A lot of households are concerned that borrowing costs could rise in the event of a chaotic exit from the EU and that the high street banks might stop offering credit if things get really messy.

Most of the UK’s housing surveys have showed a slowdown in price growth recently - although the Halifax has been an outlier.

Halifax does have a greater focus on the north of the UK than other lenders, which could partly explain the discrepancy. But it is also reviewing its methodology, after economists questioned its notoriously volatile data.

Net lending to UK businesses falls

The Bank of England also reported that lending to businesses fell by £4.2bn in July, the biggest decline since August 2017.

That’s partly because businesses made a net repayment £2bn to their banks during the month.

That could be another sign that firms are resisting investing in new equipment (which often needs a loan), and hunkering down until Brexit is resolved.

This is interesting too:

Mortgage approvals hit two-year high

Newsflash: The number of mortgages approved in the UK has hit a two-year high.

Bank of England data just released show that UK lenders approved 67,306 mortgages in July, up from 66,506 in June.

That’s more than expected, and the highest level since mid-2017.

Does that contradict the Nationwide’s warning that the UK housing market is subdued, with prices up just 0.6% over the last year?
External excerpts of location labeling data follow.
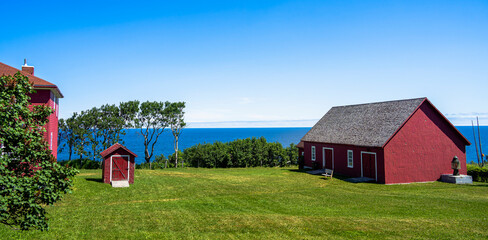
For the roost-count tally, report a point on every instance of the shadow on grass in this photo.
(336, 175)
(100, 180)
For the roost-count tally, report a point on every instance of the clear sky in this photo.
(255, 63)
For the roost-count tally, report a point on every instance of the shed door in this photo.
(120, 168)
(369, 165)
(328, 158)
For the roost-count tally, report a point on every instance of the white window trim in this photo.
(314, 153)
(323, 156)
(352, 159)
(375, 164)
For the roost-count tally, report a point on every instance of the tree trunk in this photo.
(176, 152)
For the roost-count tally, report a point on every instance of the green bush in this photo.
(249, 152)
(479, 174)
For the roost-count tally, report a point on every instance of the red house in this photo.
(46, 94)
(391, 142)
(118, 164)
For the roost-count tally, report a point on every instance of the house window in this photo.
(313, 153)
(350, 159)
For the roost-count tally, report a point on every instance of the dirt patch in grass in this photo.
(144, 201)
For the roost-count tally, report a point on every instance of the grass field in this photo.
(262, 203)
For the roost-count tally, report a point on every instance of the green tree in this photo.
(30, 177)
(152, 119)
(176, 123)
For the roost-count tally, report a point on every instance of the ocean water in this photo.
(467, 131)
(191, 136)
(134, 141)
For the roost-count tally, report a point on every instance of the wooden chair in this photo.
(328, 173)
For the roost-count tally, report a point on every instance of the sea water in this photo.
(133, 140)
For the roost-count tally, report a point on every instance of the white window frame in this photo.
(375, 164)
(323, 156)
(314, 153)
(351, 163)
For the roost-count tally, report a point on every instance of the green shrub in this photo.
(479, 174)
(249, 152)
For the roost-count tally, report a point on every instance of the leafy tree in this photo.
(30, 177)
(152, 119)
(68, 137)
(176, 123)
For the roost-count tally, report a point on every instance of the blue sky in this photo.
(255, 63)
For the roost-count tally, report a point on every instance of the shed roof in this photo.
(39, 83)
(114, 147)
(371, 124)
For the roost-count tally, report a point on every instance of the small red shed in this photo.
(118, 164)
(391, 142)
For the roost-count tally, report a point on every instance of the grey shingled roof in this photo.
(369, 124)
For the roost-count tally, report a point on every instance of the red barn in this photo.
(118, 164)
(391, 142)
(46, 94)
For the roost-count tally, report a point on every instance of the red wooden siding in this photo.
(118, 153)
(423, 148)
(46, 97)
(340, 158)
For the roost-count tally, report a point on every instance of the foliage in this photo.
(81, 164)
(30, 177)
(479, 174)
(250, 152)
(262, 203)
(176, 123)
(90, 132)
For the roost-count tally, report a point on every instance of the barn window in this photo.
(350, 160)
(313, 153)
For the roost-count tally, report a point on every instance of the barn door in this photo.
(328, 158)
(368, 162)
(120, 168)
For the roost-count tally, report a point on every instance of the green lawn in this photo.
(262, 203)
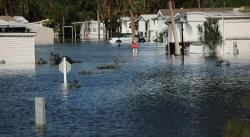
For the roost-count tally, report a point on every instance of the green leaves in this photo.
(210, 35)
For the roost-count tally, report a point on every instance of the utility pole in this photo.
(98, 18)
(132, 20)
(5, 8)
(177, 46)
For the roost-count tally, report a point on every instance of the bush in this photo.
(210, 35)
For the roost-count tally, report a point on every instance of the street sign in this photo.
(68, 67)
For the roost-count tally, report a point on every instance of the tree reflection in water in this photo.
(240, 126)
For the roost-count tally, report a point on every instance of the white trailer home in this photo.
(89, 30)
(234, 26)
(17, 46)
(147, 26)
(125, 25)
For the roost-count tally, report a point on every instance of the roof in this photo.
(8, 21)
(125, 18)
(148, 16)
(20, 19)
(166, 12)
(7, 18)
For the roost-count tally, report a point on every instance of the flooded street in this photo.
(149, 95)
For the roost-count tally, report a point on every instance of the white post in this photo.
(223, 35)
(40, 111)
(65, 71)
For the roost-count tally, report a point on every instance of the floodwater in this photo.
(149, 95)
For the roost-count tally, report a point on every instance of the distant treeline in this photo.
(67, 11)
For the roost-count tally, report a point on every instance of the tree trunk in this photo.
(177, 47)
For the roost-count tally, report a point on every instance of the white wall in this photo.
(44, 35)
(190, 33)
(17, 48)
(235, 29)
(92, 32)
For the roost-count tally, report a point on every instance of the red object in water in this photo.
(134, 45)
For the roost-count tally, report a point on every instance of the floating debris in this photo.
(74, 84)
(42, 62)
(2, 62)
(84, 72)
(220, 62)
(107, 66)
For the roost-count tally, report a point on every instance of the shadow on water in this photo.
(149, 94)
(239, 126)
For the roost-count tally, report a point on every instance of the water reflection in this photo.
(240, 126)
(151, 95)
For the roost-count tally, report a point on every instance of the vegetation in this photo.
(240, 126)
(210, 35)
(67, 11)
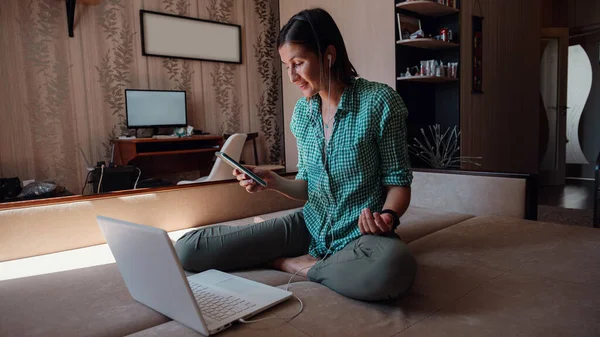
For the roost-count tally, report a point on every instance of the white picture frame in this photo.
(175, 36)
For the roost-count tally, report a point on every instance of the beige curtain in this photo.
(62, 99)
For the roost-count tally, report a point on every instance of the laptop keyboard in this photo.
(217, 306)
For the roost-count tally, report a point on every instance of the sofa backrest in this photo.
(36, 230)
(476, 193)
(64, 225)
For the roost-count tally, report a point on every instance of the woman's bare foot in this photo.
(300, 264)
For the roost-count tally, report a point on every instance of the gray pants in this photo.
(369, 268)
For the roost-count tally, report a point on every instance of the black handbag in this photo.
(10, 188)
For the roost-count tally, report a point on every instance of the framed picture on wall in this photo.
(175, 36)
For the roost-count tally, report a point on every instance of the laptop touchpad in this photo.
(238, 286)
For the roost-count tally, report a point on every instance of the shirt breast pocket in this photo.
(355, 157)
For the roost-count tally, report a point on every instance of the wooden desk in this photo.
(168, 155)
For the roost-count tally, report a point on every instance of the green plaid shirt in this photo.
(366, 152)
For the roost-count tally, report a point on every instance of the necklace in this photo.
(329, 121)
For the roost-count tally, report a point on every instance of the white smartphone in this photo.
(240, 167)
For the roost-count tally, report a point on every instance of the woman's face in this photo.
(302, 66)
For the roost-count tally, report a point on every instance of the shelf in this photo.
(428, 79)
(427, 8)
(427, 43)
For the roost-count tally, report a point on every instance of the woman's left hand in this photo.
(374, 223)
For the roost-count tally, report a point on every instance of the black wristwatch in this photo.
(394, 216)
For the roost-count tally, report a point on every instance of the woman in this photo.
(353, 173)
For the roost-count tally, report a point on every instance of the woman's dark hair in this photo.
(315, 29)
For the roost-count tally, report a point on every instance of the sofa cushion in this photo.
(84, 302)
(418, 222)
(517, 305)
(269, 328)
(494, 242)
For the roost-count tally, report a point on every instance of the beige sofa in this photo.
(484, 270)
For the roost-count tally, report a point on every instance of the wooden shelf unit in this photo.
(427, 8)
(430, 100)
(428, 43)
(428, 79)
(155, 156)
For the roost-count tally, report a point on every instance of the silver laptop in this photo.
(207, 302)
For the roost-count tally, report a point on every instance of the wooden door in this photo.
(553, 119)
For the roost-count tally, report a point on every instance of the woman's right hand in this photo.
(252, 186)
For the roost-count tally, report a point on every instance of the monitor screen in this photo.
(154, 108)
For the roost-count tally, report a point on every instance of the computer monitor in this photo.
(155, 108)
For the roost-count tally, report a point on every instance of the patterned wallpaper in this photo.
(62, 99)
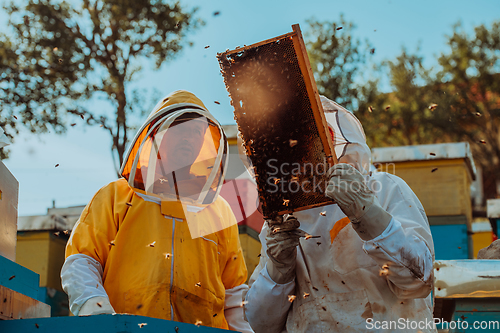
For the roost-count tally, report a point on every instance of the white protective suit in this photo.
(342, 283)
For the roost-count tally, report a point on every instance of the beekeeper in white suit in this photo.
(371, 269)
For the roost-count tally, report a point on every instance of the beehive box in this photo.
(9, 191)
(439, 174)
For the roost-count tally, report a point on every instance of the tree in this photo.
(336, 58)
(467, 91)
(403, 116)
(67, 56)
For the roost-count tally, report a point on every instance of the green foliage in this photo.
(468, 94)
(59, 56)
(336, 58)
(402, 117)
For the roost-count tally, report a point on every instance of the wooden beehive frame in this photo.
(312, 93)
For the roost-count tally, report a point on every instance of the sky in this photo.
(83, 153)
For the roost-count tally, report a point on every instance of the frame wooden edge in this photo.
(291, 211)
(321, 123)
(267, 41)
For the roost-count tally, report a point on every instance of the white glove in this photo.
(282, 240)
(359, 203)
(96, 305)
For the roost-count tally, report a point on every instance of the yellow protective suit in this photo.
(152, 265)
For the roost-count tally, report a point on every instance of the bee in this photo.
(384, 271)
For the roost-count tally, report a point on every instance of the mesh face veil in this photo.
(180, 154)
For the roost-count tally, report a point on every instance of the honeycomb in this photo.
(276, 120)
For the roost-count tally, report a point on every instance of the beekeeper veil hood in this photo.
(348, 136)
(179, 154)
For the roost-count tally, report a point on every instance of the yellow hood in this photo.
(145, 160)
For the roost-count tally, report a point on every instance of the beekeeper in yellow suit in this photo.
(161, 242)
(371, 269)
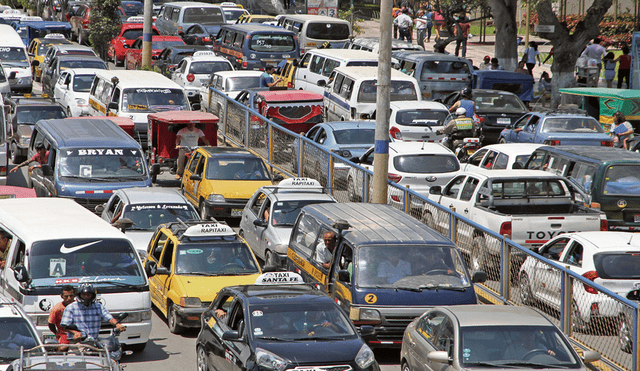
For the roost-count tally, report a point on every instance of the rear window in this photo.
(202, 15)
(271, 43)
(425, 163)
(618, 265)
(328, 31)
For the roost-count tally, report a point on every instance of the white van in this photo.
(15, 61)
(56, 242)
(352, 92)
(135, 94)
(317, 64)
(315, 30)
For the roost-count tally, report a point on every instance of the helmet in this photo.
(87, 287)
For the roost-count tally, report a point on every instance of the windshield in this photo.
(82, 83)
(302, 321)
(285, 213)
(400, 90)
(203, 15)
(99, 163)
(622, 180)
(154, 100)
(572, 125)
(214, 258)
(272, 43)
(148, 216)
(492, 102)
(15, 333)
(499, 345)
(328, 31)
(85, 260)
(13, 56)
(414, 267)
(249, 168)
(201, 68)
(355, 136)
(425, 163)
(421, 117)
(240, 83)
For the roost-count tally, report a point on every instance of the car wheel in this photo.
(203, 362)
(525, 290)
(625, 339)
(204, 214)
(172, 320)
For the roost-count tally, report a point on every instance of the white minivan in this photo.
(352, 92)
(56, 242)
(15, 61)
(316, 66)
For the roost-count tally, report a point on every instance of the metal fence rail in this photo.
(591, 315)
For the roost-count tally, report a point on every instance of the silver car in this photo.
(487, 336)
(270, 214)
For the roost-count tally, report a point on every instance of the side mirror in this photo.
(151, 268)
(435, 190)
(479, 277)
(21, 274)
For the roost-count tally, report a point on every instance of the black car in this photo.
(170, 56)
(200, 34)
(495, 109)
(280, 327)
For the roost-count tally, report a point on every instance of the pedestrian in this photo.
(531, 54)
(461, 30)
(404, 23)
(609, 62)
(421, 27)
(595, 51)
(624, 68)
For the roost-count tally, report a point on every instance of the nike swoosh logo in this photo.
(68, 250)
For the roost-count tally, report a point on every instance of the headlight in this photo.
(365, 357)
(216, 198)
(190, 302)
(269, 360)
(369, 315)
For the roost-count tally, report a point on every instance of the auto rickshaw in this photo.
(162, 130)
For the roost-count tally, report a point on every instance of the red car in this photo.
(133, 56)
(129, 32)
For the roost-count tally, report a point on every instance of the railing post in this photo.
(566, 288)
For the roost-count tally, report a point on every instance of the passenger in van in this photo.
(41, 157)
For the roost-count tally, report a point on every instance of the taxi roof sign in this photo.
(209, 230)
(279, 278)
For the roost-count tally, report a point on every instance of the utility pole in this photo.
(146, 33)
(381, 151)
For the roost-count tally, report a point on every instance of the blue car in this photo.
(556, 129)
(348, 139)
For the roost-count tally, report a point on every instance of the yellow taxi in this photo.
(194, 261)
(38, 49)
(220, 180)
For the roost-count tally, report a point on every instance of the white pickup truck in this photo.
(529, 206)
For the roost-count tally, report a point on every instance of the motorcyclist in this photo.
(87, 315)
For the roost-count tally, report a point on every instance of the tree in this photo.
(105, 25)
(568, 45)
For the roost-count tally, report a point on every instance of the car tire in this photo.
(172, 320)
(202, 361)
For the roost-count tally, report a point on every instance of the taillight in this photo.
(505, 229)
(591, 275)
(395, 177)
(395, 133)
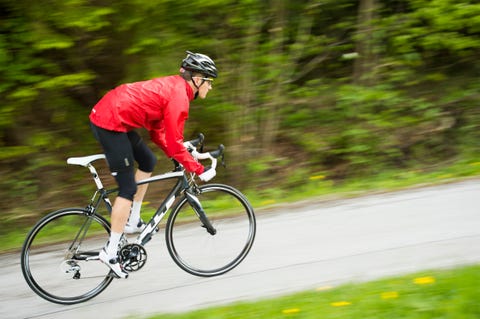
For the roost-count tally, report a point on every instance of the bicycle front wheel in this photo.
(204, 254)
(59, 258)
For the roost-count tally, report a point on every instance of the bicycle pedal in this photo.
(93, 258)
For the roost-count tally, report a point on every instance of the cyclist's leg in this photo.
(120, 158)
(146, 163)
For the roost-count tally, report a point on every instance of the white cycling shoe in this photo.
(113, 264)
(134, 229)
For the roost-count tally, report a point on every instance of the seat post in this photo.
(95, 176)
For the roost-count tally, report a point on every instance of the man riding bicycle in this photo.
(161, 106)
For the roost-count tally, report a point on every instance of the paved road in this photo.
(297, 248)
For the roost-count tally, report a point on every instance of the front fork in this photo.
(197, 207)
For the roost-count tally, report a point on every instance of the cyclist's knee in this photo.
(147, 162)
(127, 187)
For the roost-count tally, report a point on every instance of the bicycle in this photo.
(209, 231)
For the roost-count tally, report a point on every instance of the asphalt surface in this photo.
(298, 247)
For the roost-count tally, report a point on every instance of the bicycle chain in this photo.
(133, 257)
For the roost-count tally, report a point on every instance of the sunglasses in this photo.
(209, 80)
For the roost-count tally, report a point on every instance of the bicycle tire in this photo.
(57, 272)
(200, 253)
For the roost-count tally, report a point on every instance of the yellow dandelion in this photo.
(340, 304)
(424, 280)
(389, 295)
(290, 311)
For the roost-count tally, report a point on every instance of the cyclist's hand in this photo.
(207, 174)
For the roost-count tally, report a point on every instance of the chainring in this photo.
(133, 257)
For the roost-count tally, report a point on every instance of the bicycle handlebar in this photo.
(212, 155)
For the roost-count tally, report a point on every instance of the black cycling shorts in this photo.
(122, 150)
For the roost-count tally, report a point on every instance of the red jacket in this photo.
(159, 105)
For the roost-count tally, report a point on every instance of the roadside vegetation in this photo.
(442, 294)
(313, 98)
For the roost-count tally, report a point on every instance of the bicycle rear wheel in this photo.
(197, 251)
(59, 258)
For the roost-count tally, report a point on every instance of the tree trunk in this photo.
(366, 60)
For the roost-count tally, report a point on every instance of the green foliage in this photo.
(304, 86)
(429, 294)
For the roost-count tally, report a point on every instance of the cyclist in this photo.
(161, 106)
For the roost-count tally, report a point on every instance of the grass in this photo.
(440, 294)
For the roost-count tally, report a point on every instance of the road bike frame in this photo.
(182, 185)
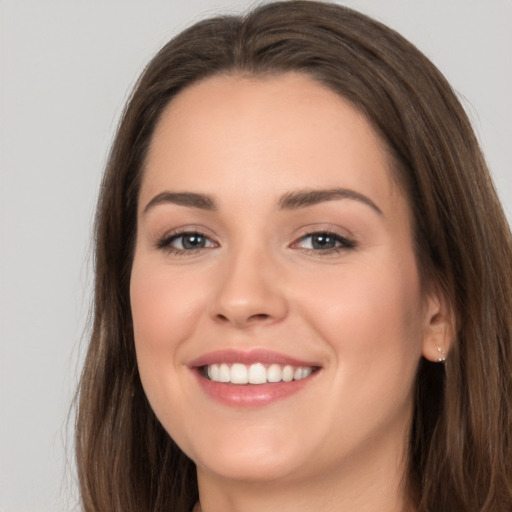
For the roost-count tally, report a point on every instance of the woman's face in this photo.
(273, 244)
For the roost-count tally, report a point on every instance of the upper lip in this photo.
(264, 356)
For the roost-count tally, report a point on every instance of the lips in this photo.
(251, 379)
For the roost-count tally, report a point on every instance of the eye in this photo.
(180, 243)
(324, 242)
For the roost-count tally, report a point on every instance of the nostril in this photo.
(259, 316)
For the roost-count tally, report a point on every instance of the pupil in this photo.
(323, 242)
(193, 241)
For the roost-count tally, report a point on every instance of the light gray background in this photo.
(66, 68)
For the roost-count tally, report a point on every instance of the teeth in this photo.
(256, 373)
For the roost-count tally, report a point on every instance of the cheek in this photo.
(371, 315)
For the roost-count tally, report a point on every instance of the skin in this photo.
(359, 312)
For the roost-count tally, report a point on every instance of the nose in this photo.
(249, 291)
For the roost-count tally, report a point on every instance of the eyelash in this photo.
(344, 244)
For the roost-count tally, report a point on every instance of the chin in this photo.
(262, 458)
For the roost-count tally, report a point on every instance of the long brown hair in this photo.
(460, 456)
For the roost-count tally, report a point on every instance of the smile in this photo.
(254, 378)
(257, 373)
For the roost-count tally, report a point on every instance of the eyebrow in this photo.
(290, 201)
(190, 199)
(304, 198)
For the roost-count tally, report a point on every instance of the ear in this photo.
(439, 328)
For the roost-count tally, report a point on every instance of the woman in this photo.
(303, 281)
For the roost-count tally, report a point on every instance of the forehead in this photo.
(233, 133)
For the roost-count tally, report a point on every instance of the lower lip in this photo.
(251, 395)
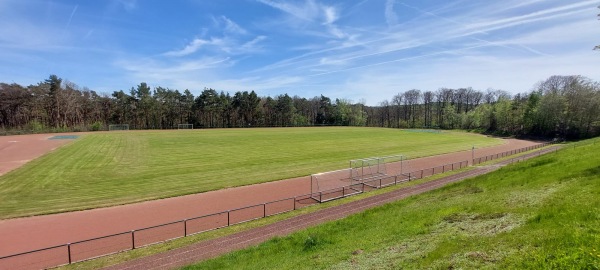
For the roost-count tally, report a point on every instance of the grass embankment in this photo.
(540, 214)
(106, 169)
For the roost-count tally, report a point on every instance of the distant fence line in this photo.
(110, 244)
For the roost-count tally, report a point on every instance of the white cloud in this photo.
(191, 48)
(390, 15)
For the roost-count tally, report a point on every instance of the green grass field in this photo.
(106, 169)
(539, 214)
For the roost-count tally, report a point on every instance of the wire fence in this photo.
(110, 244)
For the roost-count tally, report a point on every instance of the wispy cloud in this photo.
(230, 39)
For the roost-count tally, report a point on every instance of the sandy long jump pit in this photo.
(17, 150)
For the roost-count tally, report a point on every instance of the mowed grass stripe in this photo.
(539, 214)
(105, 169)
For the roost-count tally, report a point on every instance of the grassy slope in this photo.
(123, 167)
(544, 213)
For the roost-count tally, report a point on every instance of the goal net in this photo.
(333, 185)
(118, 127)
(185, 126)
(398, 166)
(366, 169)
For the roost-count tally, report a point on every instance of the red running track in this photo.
(26, 234)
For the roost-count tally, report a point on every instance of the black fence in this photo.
(111, 244)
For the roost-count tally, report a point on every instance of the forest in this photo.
(563, 107)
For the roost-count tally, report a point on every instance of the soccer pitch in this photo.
(111, 168)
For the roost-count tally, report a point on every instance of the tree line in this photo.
(560, 106)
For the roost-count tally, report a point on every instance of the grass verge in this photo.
(542, 213)
(104, 169)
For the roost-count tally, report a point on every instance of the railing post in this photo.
(69, 251)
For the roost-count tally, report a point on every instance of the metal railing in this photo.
(110, 244)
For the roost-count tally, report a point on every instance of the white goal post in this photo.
(185, 126)
(118, 127)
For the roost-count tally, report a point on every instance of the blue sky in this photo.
(364, 51)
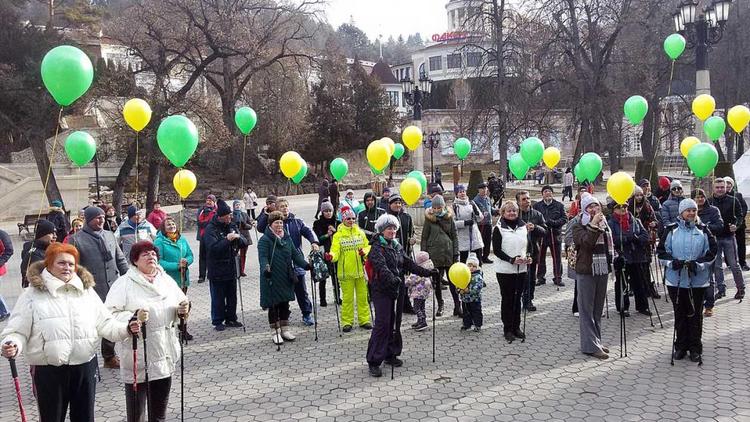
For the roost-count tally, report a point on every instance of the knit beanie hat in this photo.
(385, 221)
(438, 201)
(91, 213)
(43, 228)
(686, 204)
(223, 209)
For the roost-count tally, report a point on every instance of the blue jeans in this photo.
(303, 299)
(727, 246)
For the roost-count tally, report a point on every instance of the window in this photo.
(454, 61)
(473, 59)
(436, 63)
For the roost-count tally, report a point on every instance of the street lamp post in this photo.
(417, 94)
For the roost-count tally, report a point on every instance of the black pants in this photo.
(556, 260)
(158, 399)
(689, 328)
(473, 314)
(511, 288)
(278, 312)
(486, 231)
(529, 286)
(635, 282)
(437, 284)
(201, 261)
(223, 301)
(60, 386)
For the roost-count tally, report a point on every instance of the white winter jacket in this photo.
(131, 292)
(58, 323)
(469, 238)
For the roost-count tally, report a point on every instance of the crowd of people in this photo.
(109, 273)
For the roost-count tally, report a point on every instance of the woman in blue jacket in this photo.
(687, 250)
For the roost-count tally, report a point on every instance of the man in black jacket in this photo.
(554, 215)
(731, 213)
(223, 242)
(535, 225)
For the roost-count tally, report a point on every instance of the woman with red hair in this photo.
(58, 323)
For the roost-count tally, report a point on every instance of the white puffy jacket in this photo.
(131, 292)
(59, 323)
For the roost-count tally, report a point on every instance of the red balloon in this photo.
(664, 182)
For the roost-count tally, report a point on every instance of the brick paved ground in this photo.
(236, 376)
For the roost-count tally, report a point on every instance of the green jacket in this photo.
(345, 246)
(439, 238)
(277, 255)
(170, 254)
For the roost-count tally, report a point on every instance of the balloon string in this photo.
(51, 160)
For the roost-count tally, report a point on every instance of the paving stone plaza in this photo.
(238, 376)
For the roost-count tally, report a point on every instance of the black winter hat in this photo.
(222, 208)
(43, 228)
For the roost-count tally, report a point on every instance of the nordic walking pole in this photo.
(17, 385)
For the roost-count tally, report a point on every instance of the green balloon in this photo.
(462, 148)
(245, 119)
(420, 177)
(714, 127)
(80, 147)
(674, 45)
(532, 151)
(518, 166)
(300, 174)
(702, 159)
(635, 109)
(591, 165)
(399, 152)
(178, 138)
(67, 73)
(339, 168)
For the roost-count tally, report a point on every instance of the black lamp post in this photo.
(433, 141)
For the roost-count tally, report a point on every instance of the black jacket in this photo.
(220, 253)
(731, 212)
(554, 216)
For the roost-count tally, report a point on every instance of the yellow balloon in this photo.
(738, 118)
(551, 157)
(290, 164)
(377, 155)
(184, 182)
(412, 137)
(410, 190)
(687, 144)
(620, 187)
(704, 106)
(137, 114)
(459, 275)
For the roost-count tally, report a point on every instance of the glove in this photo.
(677, 264)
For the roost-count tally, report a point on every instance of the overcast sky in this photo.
(390, 17)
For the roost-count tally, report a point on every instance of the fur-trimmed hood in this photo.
(34, 276)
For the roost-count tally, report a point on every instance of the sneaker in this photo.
(375, 371)
(395, 362)
(112, 363)
(287, 334)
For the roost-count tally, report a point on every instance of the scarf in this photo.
(623, 219)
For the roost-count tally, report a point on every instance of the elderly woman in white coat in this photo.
(467, 216)
(58, 323)
(147, 286)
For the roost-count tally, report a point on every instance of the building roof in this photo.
(383, 72)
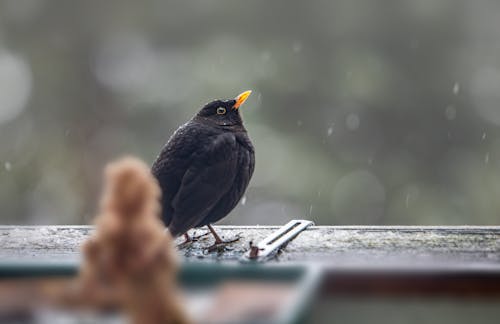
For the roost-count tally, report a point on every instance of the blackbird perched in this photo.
(205, 167)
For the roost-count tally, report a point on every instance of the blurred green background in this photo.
(363, 112)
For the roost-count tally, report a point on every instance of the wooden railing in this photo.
(463, 260)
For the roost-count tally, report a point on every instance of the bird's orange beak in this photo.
(241, 98)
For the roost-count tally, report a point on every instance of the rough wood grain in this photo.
(340, 247)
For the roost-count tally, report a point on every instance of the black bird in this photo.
(205, 167)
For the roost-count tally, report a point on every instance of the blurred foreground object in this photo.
(130, 262)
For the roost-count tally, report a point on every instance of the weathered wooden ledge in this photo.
(411, 247)
(462, 260)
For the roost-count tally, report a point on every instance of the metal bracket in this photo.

Not necessarily. It may be that sellers have been taking a realistic view on prices, perhaps accepting lower offers to ensure they’ve completed the sale before Brexit, just in case....

The BoE also reported that net mortgage lending rose by £4.611bn in July, the biggest increase since March 2016.

Consumer lending increased by £897m, a rise of 5.5% per year - down from over £1bn in June.

Trade war optimism lifts markets (again...)

The conciliatory noises from Beijing and Washington in recent days has helped push European stock markets higher, in the final session of the week.

In London the FTSE 100 is up around 0.35%, or 27 points, at 7210 - its highest level in over a week.

Miners are leading the way, up 1.4%, followed by the technology and industrial sectors which have both gained around 1%.

Updated

Kevin Roberts, director of Legal & General Mortgage Club, says the UK housing market’s biggest problem is there aren’t enough homes.

“There has been a great deal of innovation from mortgage lenders which has helped more first-time buyers to step onto the housing ladder.

However, consumers still face challenges when it comes to buying a home. For some it’s the struggle of pulling together a big enough deposit, for others it’s about finding the right type of housing such as later life accommodation.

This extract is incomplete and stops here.